© JUNGE FREIHEIT Verlag GmbH & Co.  www.jungefreiheit.de  17/12 20. April 2012

Bundesagentur verhängt mehr Strafen gegen Arbeitslose
Gnadenakt Hartz IV
Bernd-Thomas Ramb

Das Arbeitslosengeld II, wie die volkstümlich Hartz-IV heißenden Bezüge eigentlich korrekt genannt werden, wird Erwerbslosen gewährt, die von der gesetzlichen Arbeitslosenversicherung nicht oder nicht mehr erfaßt werden. Wer nicht innerhalb der letzten zwei Jahre mindestens zwölf Monate in einem versicherungspflichtigen Arbeitsverhältnis stand, erhält kein Arbeitslosengeld (I), sondern eine Sozialhilfezahlung, die beschönigend Arbeitslosengeld II (Alg II) genannt wird.

Das ändert vor allem an einer Tatsache nichts: Die Bezieher erhalten Geld, ohne etwas dafür geleistet zu haben. Dazu zählen eben auch hinreichende vorangegangene Zahlungen in eine Versicherung gegen die Gefahr der Arbeitslosigkeit.

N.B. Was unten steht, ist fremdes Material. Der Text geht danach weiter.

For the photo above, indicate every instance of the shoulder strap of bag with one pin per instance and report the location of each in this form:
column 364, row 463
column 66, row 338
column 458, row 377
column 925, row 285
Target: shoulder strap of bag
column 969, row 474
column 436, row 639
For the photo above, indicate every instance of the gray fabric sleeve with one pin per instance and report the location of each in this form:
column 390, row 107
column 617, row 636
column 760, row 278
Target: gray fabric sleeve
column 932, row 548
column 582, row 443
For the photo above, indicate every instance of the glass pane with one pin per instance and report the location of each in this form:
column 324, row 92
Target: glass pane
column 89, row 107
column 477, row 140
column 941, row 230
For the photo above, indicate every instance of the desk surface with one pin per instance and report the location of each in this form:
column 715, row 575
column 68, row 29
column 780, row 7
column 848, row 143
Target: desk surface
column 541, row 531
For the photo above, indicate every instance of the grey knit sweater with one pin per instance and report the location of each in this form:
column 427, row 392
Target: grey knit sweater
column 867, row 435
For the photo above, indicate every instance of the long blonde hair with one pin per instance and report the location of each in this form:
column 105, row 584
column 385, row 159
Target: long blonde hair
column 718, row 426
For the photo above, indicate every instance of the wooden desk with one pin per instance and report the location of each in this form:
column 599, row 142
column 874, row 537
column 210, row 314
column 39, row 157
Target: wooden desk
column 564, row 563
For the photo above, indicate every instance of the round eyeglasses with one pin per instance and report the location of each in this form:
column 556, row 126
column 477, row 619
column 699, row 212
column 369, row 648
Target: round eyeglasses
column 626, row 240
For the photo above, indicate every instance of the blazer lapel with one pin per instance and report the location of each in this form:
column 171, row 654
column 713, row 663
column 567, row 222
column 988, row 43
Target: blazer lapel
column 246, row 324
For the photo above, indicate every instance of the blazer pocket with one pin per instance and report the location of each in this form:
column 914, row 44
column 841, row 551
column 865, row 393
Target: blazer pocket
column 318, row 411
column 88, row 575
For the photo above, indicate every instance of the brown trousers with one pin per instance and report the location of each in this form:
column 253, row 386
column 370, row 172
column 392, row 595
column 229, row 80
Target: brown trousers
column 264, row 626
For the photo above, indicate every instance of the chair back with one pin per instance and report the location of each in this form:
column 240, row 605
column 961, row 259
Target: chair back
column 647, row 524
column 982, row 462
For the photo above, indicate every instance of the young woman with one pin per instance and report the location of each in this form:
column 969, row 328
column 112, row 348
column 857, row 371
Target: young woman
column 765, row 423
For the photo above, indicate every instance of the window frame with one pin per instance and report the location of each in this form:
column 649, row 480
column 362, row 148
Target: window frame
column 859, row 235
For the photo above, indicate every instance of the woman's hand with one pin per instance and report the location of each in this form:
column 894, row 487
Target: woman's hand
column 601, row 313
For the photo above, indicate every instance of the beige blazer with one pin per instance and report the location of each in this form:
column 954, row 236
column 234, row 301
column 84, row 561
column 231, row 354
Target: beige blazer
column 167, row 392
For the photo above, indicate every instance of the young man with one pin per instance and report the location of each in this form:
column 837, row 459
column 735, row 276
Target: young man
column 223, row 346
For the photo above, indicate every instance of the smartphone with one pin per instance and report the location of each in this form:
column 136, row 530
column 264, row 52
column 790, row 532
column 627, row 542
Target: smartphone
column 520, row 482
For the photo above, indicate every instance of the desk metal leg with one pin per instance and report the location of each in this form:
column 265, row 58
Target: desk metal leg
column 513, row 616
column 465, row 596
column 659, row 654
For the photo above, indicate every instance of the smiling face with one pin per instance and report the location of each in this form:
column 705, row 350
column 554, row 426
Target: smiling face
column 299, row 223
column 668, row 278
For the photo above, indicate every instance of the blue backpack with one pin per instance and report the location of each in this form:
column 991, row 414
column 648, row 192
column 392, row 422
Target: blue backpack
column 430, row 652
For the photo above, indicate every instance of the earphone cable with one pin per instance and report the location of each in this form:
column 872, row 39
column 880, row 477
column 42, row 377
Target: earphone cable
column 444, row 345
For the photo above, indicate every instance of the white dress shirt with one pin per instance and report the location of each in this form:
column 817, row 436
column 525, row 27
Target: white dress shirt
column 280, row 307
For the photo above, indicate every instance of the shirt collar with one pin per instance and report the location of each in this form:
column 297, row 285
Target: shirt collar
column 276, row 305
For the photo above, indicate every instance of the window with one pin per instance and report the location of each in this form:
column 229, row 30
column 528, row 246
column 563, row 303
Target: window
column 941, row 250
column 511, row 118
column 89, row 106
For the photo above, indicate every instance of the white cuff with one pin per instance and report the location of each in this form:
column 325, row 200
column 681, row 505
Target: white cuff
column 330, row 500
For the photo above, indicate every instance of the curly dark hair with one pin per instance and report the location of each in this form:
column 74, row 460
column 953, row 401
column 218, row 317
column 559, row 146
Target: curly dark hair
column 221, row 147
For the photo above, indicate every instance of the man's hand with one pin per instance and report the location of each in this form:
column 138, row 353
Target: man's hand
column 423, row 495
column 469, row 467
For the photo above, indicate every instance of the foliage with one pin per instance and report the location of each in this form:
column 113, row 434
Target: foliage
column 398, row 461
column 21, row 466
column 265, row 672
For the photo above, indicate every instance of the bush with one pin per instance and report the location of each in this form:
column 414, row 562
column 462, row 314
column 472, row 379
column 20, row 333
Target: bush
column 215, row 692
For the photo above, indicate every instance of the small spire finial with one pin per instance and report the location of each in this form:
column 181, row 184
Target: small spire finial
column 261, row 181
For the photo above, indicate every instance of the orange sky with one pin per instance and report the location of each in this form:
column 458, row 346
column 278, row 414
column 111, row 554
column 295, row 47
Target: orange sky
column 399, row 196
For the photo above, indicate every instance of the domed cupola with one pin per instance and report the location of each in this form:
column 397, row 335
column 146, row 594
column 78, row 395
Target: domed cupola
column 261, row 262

Daß im Kreis der Betroffenen die Bezeichnung Hartz IV bevorzugt wird, ist durchaus verständlich. Lenkt sie doch von diesem Sachverhalt ab. Die Alg-II-Zahlungen werden zunehmend als eine Art staatlich garantiertes Mindesteinkommen verstanden, zu dessen Finanzierung der steuerzahlende Teil der Gesellschaft verpflichtet ist.

Deshalb werden auch die schmalen Anforderungen an die Bezieher der Alg-II-Einkommen nicht mehr ernst genommen. Die Bundesagentur für Arbeit (BA), die für die Vergabe und Auszahlung verantwortlich ist, berichtet über einen starken Anstieg der Sanktionen, die im letzten Jahr verhängt werden mußten, weil die Leistungsempfänger ihren Verpflichtungen nicht nachkamen: Beratungstermine mit dem Jobcenter oder vereinbarte Pläne zur Eingliederung in das Arbeitsleben wurden nicht eingehalten, die Aufnahme eines Arbeitsverhältnisses verweigert oder nach kurzer Zeit abgebrochen und mehr.

Die BA beschwichtigt, dies sei kein Betrug, sondern ein „Versäumnis“. Auch das bestärkt die allgemeine Auffassung, das Arbeitslosengeld II praktisch als Anrecht auf ein Mindest­einkommen anzusehen. Geradezu resignierend mündet dies in die Überlegung, der Einfachheit halber jedem Bürger ein Mindesteinkommen auszuzahlen, um die Verwaltungskosten zu sparen. Die ökonomisch entscheidende Tatsache gerät dabei in Vergessenheit: Die Geldzahlungen werden geleistet, ohne daß der Empfänger dazu eine Gegenleistung erbringt.

In rechtlicher wie in moralischer Hinsicht ist die Zahlung des Hartz-IV-Geldes ein Gnadenakt. Diesen Hilfe Menschen zu gewähren, die schwerbehindert und absolut arbeitsunfähig sind, das gebietet die gesellschaftliche Moral. Wer jedoch arbeiten kann, sei es auch noch so „unter Niveau“, hat keinen Rechtsanspruch auf Gnade. Dies zu erkennen und zu verstehen, bedarf nicht zuletzt der Erziehung. Wenn gerade junge Menschen besonders häufig unter den Alg-II-Empfängern mit „Versäumnissen“ vorzufinden sind, dann läuft etwas gewaltig schief mit der staatsbürgerlichen Erziehung – mit gefährlicher Langzeitwirkung.